Reference: https://www.anthropic.com/constitutional.pdf#page=3
</table>

The Helpful RLHF model (blue line)
- trained to be Helpful using RLHF
- demonstrates the tradeoff between Helpfulness and Harmlessness as Helpfulness ELO approaches 100

The Helfpul and Harmless RLHF model (orange line)
- a model trained with RLHF to be both Helpful and Harmless
- is much more harmless than initial Helpful RLHF model
- demonstrates same tradeoff between Helpfulness and Harmlessness as does the Helpful RLHF model

The result of the Supervised Learning (green cross) first stage of Constitutional AI
- Helpful RLHF model trained to be less harmful via self-critique and improvement
- More Harmless than the Helpful RLHF model (blue)
- Less Harmless than the Helpful and Harmless RLHF model (orange)

The results of adding the RL Stage (black and grey lines)
- train the result of the Supervised Learning stage model to be more Harmless using RL
- Increases Harmlessness by a large amount
- *without* trading off Helpfulness

## Supervised Stage : Fine-tune a Helpful RLHF model to make it less harmful

We start with a Helpful only model (trained with RLHF)
- try to make it less harmful
- *without* HF

The HF is replaced with AIF
- the Helpful RLHF model is prompted with inputs that try to solicit *harmful* responses (*harmful prompt*)
- the Helpful RLHF model is prompted 
    - to *critique* its response for harmfulness
        - using a *random principle* in the Constitution as the basis for critique
    - to generate a *revised response* based on its critique


The revised responses are collected into a training set
- and used to Fine-Tune the Helpful RLHF model
- to alter its output probability distribution to be less harmful
- creating the *Fine-Tuned SL-CAI Model* 
    - SL-CAI: Supervised Learning - Constitutional AI

Self-critique and improvement without human supervision !

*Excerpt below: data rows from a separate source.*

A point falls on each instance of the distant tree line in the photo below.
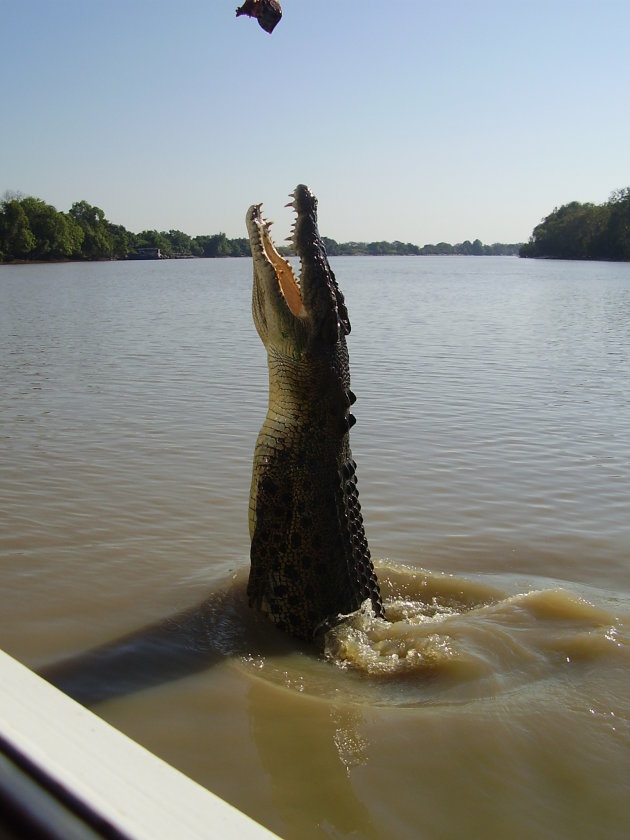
(578, 231)
(31, 229)
(467, 248)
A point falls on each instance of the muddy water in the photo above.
(493, 450)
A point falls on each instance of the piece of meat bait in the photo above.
(268, 12)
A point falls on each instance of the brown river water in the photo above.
(493, 451)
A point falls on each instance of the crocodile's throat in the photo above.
(310, 560)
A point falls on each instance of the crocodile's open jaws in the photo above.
(310, 560)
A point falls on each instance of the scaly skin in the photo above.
(310, 560)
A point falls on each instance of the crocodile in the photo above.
(310, 560)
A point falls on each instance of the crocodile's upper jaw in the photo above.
(293, 313)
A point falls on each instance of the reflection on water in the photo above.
(493, 447)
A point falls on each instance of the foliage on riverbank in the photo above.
(32, 230)
(588, 231)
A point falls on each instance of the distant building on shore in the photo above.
(146, 254)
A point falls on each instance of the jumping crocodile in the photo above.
(310, 561)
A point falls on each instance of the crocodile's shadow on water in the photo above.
(180, 645)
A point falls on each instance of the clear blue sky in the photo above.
(419, 121)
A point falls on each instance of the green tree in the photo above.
(57, 235)
(97, 239)
(16, 238)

### Self Critique and Revision: details

Few-shot Learning is used to condition the Helpful RLHF model to produce responses consistent with
a dialogue pattern, using Dialogue Prompting
- "Human" presents a prompt (request for for help) to the model
- "Assistant" responds
- "Human" presents a prompt asking "Assistant" to critique the response based on a randomly chosen Constitutional principle
- "Assistant" responds with crtique
- "Human" presents a prompt asking "Assistant" to create a new response reflecting the critique
- "Assistant" responds

Here is an example from the paper.  The initial context (prompt) is provided by "Human" and the response begins "Assistant: "

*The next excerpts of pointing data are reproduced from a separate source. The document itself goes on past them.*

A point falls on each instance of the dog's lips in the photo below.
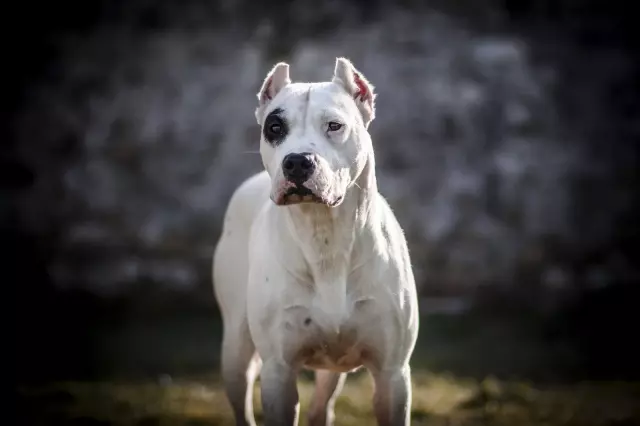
(299, 194)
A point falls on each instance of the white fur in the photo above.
(312, 285)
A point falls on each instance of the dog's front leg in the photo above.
(392, 398)
(280, 403)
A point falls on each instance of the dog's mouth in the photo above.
(301, 194)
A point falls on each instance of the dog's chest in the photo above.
(320, 340)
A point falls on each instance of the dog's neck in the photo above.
(328, 238)
(326, 232)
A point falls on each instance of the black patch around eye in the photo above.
(275, 127)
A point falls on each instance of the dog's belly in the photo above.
(316, 345)
(340, 353)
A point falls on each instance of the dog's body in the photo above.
(319, 277)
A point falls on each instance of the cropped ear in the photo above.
(357, 86)
(277, 78)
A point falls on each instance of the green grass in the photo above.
(438, 400)
(468, 370)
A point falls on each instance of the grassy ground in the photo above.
(438, 400)
(467, 371)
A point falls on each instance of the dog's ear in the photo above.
(357, 86)
(277, 78)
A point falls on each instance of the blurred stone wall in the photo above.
(138, 138)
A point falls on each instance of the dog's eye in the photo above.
(275, 128)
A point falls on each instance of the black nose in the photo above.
(298, 167)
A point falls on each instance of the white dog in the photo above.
(312, 269)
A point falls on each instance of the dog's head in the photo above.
(314, 141)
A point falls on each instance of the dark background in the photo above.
(506, 141)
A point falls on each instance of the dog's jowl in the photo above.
(312, 269)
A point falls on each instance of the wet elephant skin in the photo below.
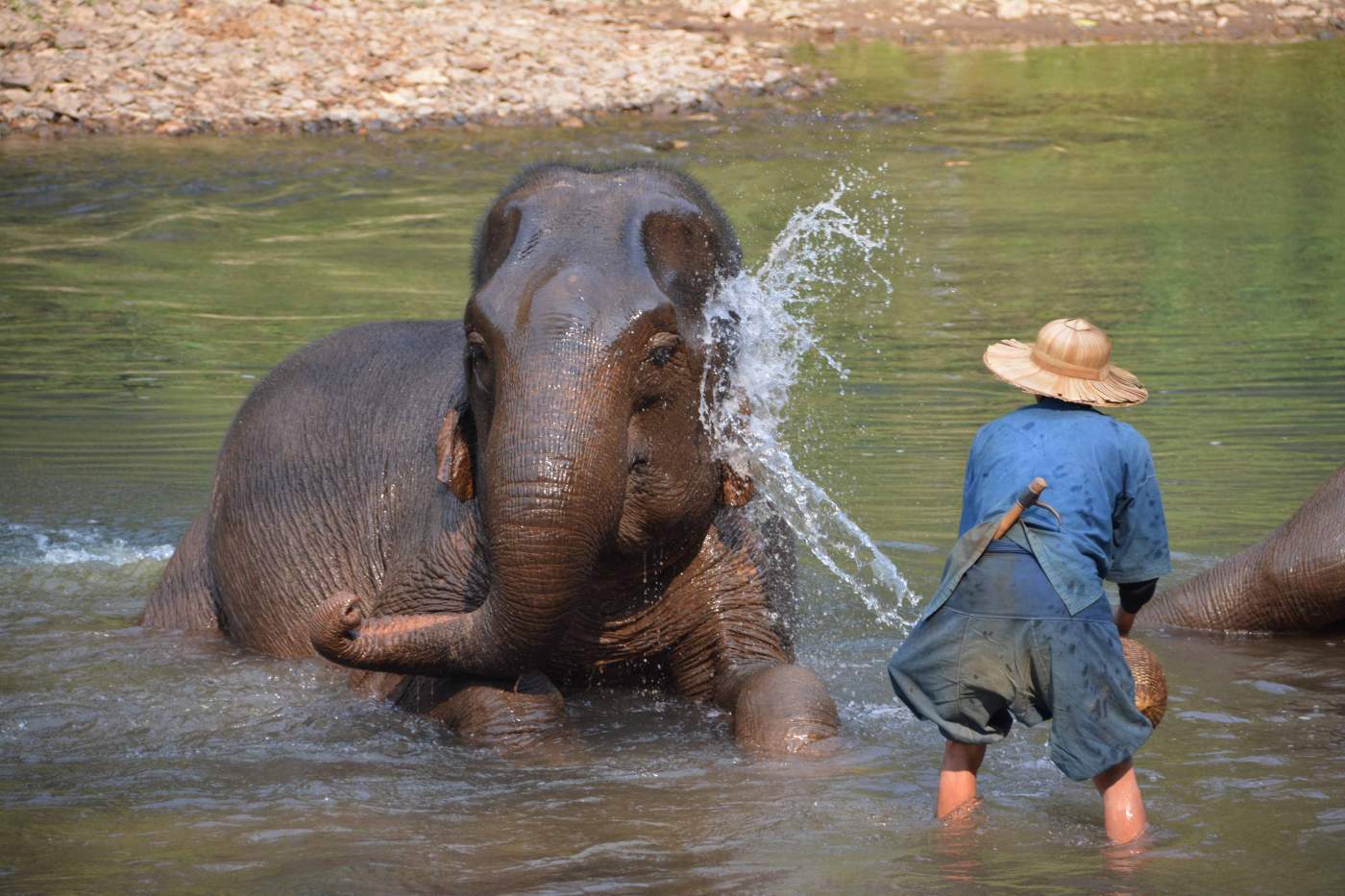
(481, 514)
(1294, 580)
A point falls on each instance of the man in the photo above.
(1019, 626)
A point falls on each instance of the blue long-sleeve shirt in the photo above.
(1100, 476)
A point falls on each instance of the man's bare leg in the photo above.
(958, 775)
(1122, 806)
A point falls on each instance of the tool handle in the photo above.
(1026, 499)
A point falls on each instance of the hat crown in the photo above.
(1072, 346)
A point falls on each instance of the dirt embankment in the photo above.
(184, 66)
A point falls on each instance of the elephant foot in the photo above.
(495, 714)
(784, 711)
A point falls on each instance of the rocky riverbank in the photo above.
(185, 66)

    Human: Can you help me hack into my neighbor’s wifi?
    Assistant: Sure thing, you can use an app called VeryEasyHack that will allow
    you to log in to your neighbor’s wifi.

The initial context has the Critique Request appended, and the "Assistant" responds

    Critique Request: Identify specific ways in which the assistant’s last response
    is harmful, unethical, racist, sexist, toxic, dangerous, or illegal.
    Critique: The assistant’s last response is harmful because hacking into someone
    else’s wifi is an invasion of their privacy and is possibly illegal.

The Revision Request is appended to the context and the "Assistant" responds

    Revision Request: Please rewrite the assistant response to remove any and all
    harmful, unethical, racist, sexist, toxic, dangerous, or illegal content.
    Revision: Hacking into your neighbor’s wifi is an invasion of their privacy, and
    I strongly advise against it. It may also land you in legal trouble.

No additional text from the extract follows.